大西拓磨「僕に必要だったのは主体性だったんですよ」

2024/07/22

「日本の教育で考えると、押し付けすぎているとか、そもそもシステム的にどうなのかとか賛否あるじゃないですか、そのあたりどう思いますか?」

こんな質問に、デザイナーの大西拓磨さんが約1年前に、こんな風に答えていました。

「いやあ、ほんと賛否あるし、ぼくはどっち側でもないんですけど、一個人で言うとぼくは受験して大学にはいって、あなたは何もすることがありません、と言われるまでは、与えられたものに必死だったんですよ、受験勉強があって科目があって、社会に出て、ぼくはまだ出てないんですけど(当時)、大人になって必要だったものは主体性だったんですよ。自分で問題を発見して、自分で解決策を考える。答えがあるかどうかわかんないものに対して考え続けるというような態度が必要だった。

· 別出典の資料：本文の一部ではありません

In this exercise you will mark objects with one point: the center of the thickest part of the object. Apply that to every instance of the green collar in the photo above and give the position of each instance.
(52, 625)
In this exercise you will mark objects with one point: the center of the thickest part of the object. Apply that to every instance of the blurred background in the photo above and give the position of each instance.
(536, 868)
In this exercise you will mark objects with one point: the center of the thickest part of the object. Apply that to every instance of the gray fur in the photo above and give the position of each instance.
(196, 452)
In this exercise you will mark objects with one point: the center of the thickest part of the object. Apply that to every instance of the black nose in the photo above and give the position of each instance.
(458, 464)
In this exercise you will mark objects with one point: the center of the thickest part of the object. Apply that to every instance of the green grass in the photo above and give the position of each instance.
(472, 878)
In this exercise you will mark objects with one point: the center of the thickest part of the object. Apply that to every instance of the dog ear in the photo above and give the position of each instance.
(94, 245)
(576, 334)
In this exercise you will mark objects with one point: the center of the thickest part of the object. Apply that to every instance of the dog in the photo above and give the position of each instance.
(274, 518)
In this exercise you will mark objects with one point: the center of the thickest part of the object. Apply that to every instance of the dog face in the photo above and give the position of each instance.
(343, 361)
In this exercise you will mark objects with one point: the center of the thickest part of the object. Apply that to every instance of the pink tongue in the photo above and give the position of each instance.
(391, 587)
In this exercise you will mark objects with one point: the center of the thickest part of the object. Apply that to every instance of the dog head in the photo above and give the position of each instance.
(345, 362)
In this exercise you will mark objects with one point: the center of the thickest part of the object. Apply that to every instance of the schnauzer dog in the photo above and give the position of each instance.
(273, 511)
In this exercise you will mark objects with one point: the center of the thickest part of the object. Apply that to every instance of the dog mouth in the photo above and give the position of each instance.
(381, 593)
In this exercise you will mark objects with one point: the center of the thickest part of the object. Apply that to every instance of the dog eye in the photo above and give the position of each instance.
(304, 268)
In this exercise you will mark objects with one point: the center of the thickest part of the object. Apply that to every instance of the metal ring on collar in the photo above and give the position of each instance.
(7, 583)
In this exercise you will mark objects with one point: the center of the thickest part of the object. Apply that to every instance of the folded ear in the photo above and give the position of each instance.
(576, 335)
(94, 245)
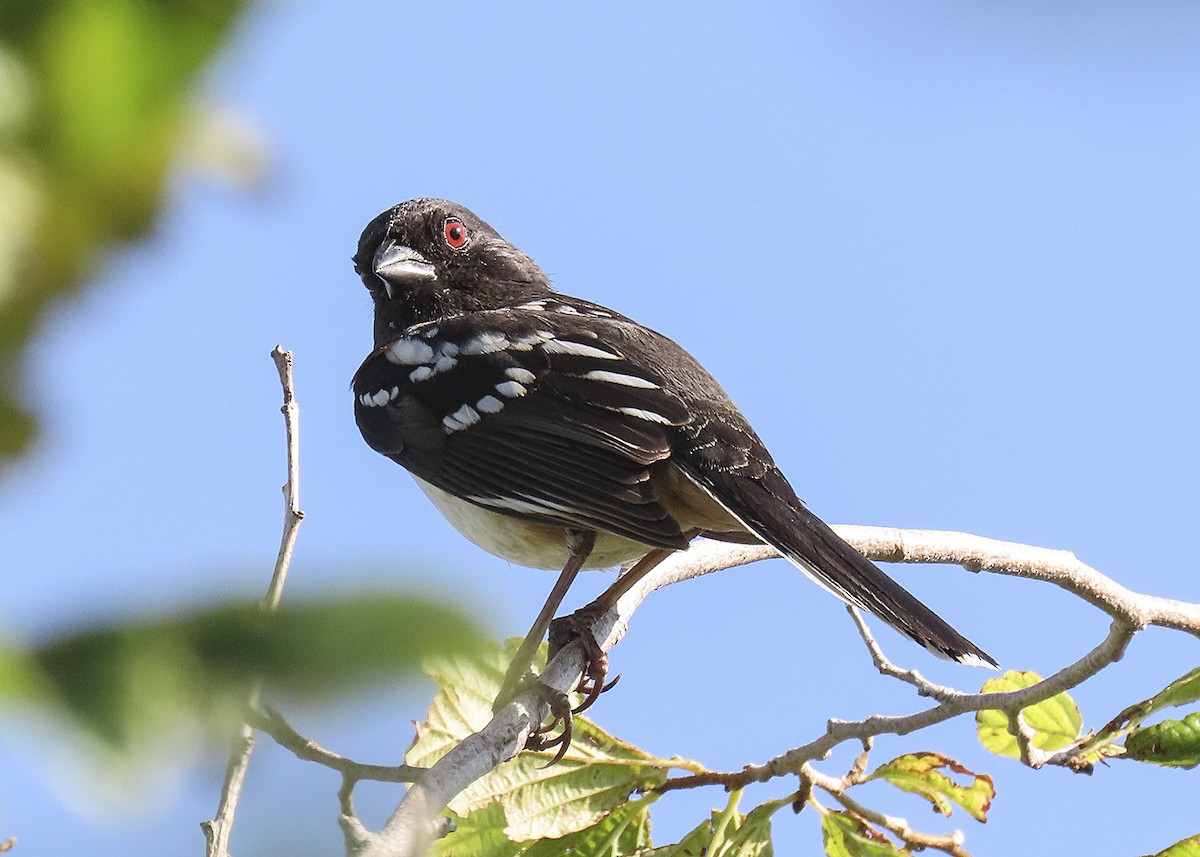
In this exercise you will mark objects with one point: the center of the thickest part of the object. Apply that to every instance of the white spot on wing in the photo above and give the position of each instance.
(577, 348)
(522, 503)
(510, 389)
(648, 415)
(527, 342)
(409, 352)
(485, 343)
(462, 418)
(618, 378)
(521, 375)
(489, 405)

それでいうと、高校とか中学とか、自由研究と体育だけでいいんじゃないか(笑)。もちろん、リテラシーとして文字をよめるとか、計算できるとか、ある程度、数学の道具を知っていることは必要だったりするんですけど、個人個人が考えた問題を解くみたいな。私はこれが好きだから、これを研究しますといえるのが、そもそも大事なのかなと思って。

ここ(孫正義育英財団)にきてすごく驚いたのは、小中学生ぐらいから研究をもっているんですよ、自分の。私はこれの研究をしますといえる。最初は大学の研究室に出入りしたりするんですけど、普通そういう選択肢があることを知らないし、そうならない。学校の勉強があって、それをやっていればよい、褒められる。学校で与えられたのを勉強させておきながら、ある日突然、自由なものをつくりなさいといわれて、結果だけ見せてくださいと言われる。

今でも覚えているのが、小学校3年生のときにぐらいに木星の研究といって、木星が好きだったので本とか読んでまとめたんです。そんなの別に研究でも何でもない。どうみられるか、優等生であろうとしただけだったというか。でもそうではなくて、その背後で自分はすきでやっていたことがいっぱいあって、ルービックキューブもすきだったし、部屋の間取りが好きで、理想の間取りのマンションを描き続けていた。ずっとやっていたんですよ。そっちの方が、今からしたら新しい研究っぽい。私はこれが好きです、私はこういう新しいことをしましたと言えるのに、それが自由研究になると当時全く思わなかったし。・・(木星の研究にしたのは)なんか学問寄り出し。自分の別に好きでも何でもないけど、みんなこうしたらいいんじゃないとかで自由研究をやってしまうんです。

だから僕が子どもを育てるとしたら、これは君にあう研究分野だねってみつけてあげて、というか、当人が夢中になっているものを研究としてアプリシエイト(賞賛)してあげて、それに対して援助するというか。例えば学校の先生という立場であれば、毎週、進捗確認とかして、こういうことを知りたいんだったらこういう方法があるというノウハウを教えてあげてとか。

本人のやりたいことを、主体性を伸ばしてあげる機会が、少なすぎたな、僕の人生には。・・周りにあわせて周りの顔色を窺っていたら、結局社会のためにあまり役に立てなくて、学校で教わったものというよりは、好きでやっていたことの方が役に立っている。本来は中学ぐらいで、義務教育終わっているのに、みんな高校へいって勉強しているで、もう少しなんか選択肢があってもいいのかな。義務教育終わっているのにそんな感じで大学までいっている。・・」

・・・
夏休みになって卒園児がボランティアに来ています。自由研究の話になって、このちょっと古い動画を思い出したのでした。